Odd blocking (or massively latent) issue - even with EXPLAIN

From: Jim Vanns <james(dot)vanns(at)framestore(dot)com>
To: pgsql-performance(at)postgresql(dot)org
Subject: Odd blocking (or massively latent) issue - even with EXPLAIN
Date: 2012-07-23 08:41:45
Message-ID: 1343032905.12579.3.camel@sys367.ldn.framestore.com
Views: Raw Message | Whole Thread | Download mbox | Resend email
Thread:
Lists: pgsql-performance

(First, apologies if this post now appears twice - it appears our mail server rewrites my address!)

Hello all.
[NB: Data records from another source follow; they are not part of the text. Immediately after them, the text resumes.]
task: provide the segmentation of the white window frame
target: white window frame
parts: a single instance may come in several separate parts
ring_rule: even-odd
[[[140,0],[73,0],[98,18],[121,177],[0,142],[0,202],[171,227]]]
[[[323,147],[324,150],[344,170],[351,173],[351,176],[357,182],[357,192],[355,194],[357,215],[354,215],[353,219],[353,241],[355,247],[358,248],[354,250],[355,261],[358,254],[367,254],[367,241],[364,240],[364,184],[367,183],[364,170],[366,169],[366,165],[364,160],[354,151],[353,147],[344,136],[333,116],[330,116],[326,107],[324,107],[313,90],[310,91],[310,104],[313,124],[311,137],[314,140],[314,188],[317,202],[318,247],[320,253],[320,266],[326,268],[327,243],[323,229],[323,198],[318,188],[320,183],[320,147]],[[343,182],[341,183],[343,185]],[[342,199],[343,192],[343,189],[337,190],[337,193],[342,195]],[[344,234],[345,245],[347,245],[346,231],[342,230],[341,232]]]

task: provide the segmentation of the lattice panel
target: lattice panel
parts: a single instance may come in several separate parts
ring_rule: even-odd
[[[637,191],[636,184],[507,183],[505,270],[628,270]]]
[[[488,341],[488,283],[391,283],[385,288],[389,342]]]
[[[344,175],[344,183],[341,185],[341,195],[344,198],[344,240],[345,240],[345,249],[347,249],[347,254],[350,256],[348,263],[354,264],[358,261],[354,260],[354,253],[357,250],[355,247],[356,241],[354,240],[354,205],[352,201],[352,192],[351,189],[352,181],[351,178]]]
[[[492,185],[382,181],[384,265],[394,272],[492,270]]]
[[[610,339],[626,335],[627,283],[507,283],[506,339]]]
I'm a pgsql performance virgin so hope I cross all the 't's
and dot the lower-case 'j's when posting this query...

On our production database server we're experiencing behaviour that
several engineers are unable to explain - hence this Email. First, our
specs;

Scientific Linux 6.2, kernel 2.6.32
PG version 9.1.3, release 1PGDG.rhel6
24GB RAM
8 cores
2x software SSD-based RAIDs:
a) ~660GB, RAID 5, 4 SSDs (data)
b) ~160GB, RAID 1, 2 SSDs (xlogs + tmp tables)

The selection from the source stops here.